The fantasy that machines one day may resemble humans so closely that they become interchangeable is not a new one – there are many examples, including ones from the ancient world. A famous example can be found in Ovid‘s Metamorphoses, in the story of Pygmalion:
‘Pygmalion had seen them, spending their lives in wickedness, and, offended by the failings that nature gave the female heart, he lived as a bachelor, without a wife or partner for his bed. But, with wonderful skill, he carved a figure, brilliantly, out of snow-white ivory, no mortal woman, and fell in love with his own creation. The features are those of a real girl, who, you might think, lived, and wished to move, if modesty did not forbid it. Indeed, art hides his art. He marvels: and passion, for this bodily image, consumes his heart. Often, he runs his hands over the work, tempted as to whether it is flesh or ivory, not admitting it to be ivory. He kisses it and thinks his kisses are returned; and speaks to it; and holds it, and imagines that his fingers press into the limbs, and is afraid lest bruises appear from the pressure. Now he addresses it with compliments, now brings it gifts that please girls, shells and polished pebbles, little birds, and many-coloured flowers, lilies and tinted beads, and the Heliades’s amber tears, that drip from the trees. He dresses the body, also, in clothing; places rings on the fingers; places a long necklace round its neck; pearls hang from the ears, and cinctures round the breasts. All are fitting: but it appears no less lovely, naked. He arranges the statue on a bed on which cloths dyed with Tyrian murex are spread, and calls it his bedfellow, and rests its neck against soft down, as if it could feel.
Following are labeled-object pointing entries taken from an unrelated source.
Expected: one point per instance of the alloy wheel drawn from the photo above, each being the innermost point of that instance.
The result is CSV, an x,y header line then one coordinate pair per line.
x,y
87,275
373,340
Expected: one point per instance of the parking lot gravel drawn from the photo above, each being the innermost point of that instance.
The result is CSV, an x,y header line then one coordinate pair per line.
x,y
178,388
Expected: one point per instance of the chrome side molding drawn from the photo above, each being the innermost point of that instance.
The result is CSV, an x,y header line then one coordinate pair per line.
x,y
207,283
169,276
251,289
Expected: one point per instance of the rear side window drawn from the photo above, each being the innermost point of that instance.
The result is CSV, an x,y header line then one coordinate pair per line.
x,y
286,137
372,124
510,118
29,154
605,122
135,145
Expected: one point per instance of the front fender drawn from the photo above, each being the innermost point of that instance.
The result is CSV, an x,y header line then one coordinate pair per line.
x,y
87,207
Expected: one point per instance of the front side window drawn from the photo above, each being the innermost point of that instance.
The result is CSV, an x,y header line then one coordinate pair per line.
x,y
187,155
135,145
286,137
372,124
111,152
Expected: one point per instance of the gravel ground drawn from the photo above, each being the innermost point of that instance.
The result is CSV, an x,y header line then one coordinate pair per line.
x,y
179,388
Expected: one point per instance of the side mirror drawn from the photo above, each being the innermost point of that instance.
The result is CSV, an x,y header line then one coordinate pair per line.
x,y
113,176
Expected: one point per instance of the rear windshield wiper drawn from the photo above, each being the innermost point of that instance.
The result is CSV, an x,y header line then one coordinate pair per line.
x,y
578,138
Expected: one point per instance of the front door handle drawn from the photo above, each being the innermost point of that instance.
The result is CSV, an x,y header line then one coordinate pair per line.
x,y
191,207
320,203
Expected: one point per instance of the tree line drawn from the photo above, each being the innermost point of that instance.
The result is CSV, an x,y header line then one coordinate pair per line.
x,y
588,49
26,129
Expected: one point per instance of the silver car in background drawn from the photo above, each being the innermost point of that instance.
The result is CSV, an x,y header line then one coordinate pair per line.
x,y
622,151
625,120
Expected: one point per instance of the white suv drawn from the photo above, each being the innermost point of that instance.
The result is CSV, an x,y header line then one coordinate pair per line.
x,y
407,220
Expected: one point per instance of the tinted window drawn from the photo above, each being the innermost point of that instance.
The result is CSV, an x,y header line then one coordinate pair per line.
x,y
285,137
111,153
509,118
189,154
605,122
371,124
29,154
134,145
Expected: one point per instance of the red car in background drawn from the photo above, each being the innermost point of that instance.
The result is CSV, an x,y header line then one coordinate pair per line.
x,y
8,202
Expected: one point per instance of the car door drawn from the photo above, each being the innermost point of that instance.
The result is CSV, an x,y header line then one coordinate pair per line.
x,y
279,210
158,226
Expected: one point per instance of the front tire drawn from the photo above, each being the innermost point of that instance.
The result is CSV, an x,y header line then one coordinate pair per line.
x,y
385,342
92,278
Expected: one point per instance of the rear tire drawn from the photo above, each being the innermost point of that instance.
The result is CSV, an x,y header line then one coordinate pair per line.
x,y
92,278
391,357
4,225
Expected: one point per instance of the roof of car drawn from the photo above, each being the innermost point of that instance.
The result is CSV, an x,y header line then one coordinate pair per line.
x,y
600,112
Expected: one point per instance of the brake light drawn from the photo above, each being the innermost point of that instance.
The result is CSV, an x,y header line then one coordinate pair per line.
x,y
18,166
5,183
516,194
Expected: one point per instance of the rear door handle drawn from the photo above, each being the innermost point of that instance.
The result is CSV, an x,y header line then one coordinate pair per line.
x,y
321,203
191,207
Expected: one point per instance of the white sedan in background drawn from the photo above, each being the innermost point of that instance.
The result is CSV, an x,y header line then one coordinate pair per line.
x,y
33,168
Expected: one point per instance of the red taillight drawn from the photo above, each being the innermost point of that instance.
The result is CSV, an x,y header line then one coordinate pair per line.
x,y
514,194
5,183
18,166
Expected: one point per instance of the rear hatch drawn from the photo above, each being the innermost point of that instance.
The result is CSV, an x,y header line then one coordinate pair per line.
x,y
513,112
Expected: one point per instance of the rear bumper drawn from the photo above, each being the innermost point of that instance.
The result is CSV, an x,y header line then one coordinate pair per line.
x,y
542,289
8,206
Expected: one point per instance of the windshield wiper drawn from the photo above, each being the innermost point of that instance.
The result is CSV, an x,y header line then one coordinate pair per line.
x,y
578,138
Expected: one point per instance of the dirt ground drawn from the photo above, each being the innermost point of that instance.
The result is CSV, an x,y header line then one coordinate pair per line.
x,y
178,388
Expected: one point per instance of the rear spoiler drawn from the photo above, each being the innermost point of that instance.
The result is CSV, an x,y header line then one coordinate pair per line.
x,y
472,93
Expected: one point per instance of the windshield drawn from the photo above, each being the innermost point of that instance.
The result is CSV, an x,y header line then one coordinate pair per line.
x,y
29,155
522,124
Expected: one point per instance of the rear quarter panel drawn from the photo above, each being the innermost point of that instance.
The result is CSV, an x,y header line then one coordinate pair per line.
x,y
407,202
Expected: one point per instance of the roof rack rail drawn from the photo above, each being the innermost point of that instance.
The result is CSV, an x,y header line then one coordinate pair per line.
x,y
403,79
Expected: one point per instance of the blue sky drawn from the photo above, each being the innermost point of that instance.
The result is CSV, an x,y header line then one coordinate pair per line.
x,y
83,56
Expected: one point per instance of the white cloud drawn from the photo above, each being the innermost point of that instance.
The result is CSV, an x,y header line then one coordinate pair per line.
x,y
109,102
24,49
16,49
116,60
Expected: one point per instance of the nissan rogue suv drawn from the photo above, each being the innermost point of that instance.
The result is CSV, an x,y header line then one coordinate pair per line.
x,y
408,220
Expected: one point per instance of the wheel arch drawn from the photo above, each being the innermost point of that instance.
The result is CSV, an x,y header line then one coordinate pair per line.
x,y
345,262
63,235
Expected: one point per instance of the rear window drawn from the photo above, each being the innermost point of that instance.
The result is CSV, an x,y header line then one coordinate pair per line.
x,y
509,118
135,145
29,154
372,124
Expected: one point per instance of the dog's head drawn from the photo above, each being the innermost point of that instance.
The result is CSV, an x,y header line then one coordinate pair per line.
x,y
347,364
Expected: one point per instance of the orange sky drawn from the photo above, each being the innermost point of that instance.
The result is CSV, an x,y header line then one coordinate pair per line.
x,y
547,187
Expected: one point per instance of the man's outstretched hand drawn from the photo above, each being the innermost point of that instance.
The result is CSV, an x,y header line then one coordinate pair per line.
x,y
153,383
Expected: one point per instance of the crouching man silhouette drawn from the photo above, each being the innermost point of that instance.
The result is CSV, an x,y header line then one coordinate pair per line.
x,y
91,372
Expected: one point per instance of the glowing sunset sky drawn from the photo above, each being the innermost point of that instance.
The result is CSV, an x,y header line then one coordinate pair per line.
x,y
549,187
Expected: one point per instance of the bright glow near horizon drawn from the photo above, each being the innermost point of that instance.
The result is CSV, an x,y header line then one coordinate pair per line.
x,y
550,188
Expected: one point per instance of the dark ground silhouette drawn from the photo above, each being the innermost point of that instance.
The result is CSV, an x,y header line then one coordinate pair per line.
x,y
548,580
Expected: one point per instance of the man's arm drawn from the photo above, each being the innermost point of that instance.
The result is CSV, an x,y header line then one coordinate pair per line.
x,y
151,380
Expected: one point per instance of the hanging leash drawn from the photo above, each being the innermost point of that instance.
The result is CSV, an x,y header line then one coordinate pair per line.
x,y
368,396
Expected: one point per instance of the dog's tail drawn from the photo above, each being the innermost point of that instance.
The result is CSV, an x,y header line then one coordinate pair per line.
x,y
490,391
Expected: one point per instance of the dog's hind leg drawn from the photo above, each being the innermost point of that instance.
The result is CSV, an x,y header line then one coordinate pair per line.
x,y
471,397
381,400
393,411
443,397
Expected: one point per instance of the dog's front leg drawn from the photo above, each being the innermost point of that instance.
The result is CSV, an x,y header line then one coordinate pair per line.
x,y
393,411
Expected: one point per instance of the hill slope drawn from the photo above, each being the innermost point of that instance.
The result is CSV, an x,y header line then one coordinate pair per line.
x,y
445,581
The day of Venus’s festival came, celebrated throughout Cyprus, and heifers, their curved horns gilded, fell, to the blow on their snowy neck. The incense was smoking, when Pygmalion, having made his offering, stood by the altar, and said, shyly: “If you can grant all things, you gods, I wish as a bride to have…” and not daring to say “the girl of ivory” he said “one like my ivory girl.” Golden Venus, for she herself was present at the festival, knew what the prayer meant, and as a sign of the gods’ fondness for him, the flame flared three times, and shook its crown in the air. When he returned, he sought out the image of his girl, and leaning over the couch, kissed her. She felt warm: he pressed his lips to her again, and also touched her breast with his hand. The ivory yielded to his touch, and lost its hardness, altering under his fingers, as the bees’ wax of Hymettus softens in the sun, and is moulded, under the thumb, into many forms, made usable by use. The lover is stupefied, and joyful, but uncertain, and afraid he is wrong, reaffirms the fulfilment of his wishes, with his hand, again, and again.
It was flesh! The pulse throbbed under his thumb. Then the hero, of Paphos, was indeed overfull of words with which to thank Venus, and still pressed his mouth against a mouth that was not merely a likeness. The girl felt the kisses he gave, blushed, and, raising her bashful eyes to the light, saw both her lover and the sky. The goddess attended the marriage that she had brought about, and when the moon’s horns had nine times met at the full, the woman bore a son, Paphos, from whom the island takes its name.’
(Ovid, Metamorphoses 10.243-97, transl. A. S. Kline)
Ovid’s vision of Pygmalion resembles that of the development of the Turing test: the female – by which Pygmalion is repulsed in ‘real’ life – gets replaced with an artificial object, designed to give a more-than-lifelike, improved imitation of a woman. Eventually Pygmalion’s desire for his creation goes so far that he hopes for it to cross the object/human divide – a wish that in this myth was fulfilled by divine intervention.
This, in turn, however, means: in spite of Pygmalion’s great gift as a sculptor, he still lacks an essential skill that fundamentally divides humans from the gods of classical mythology: the ability to inspire actual life in inanimate objects.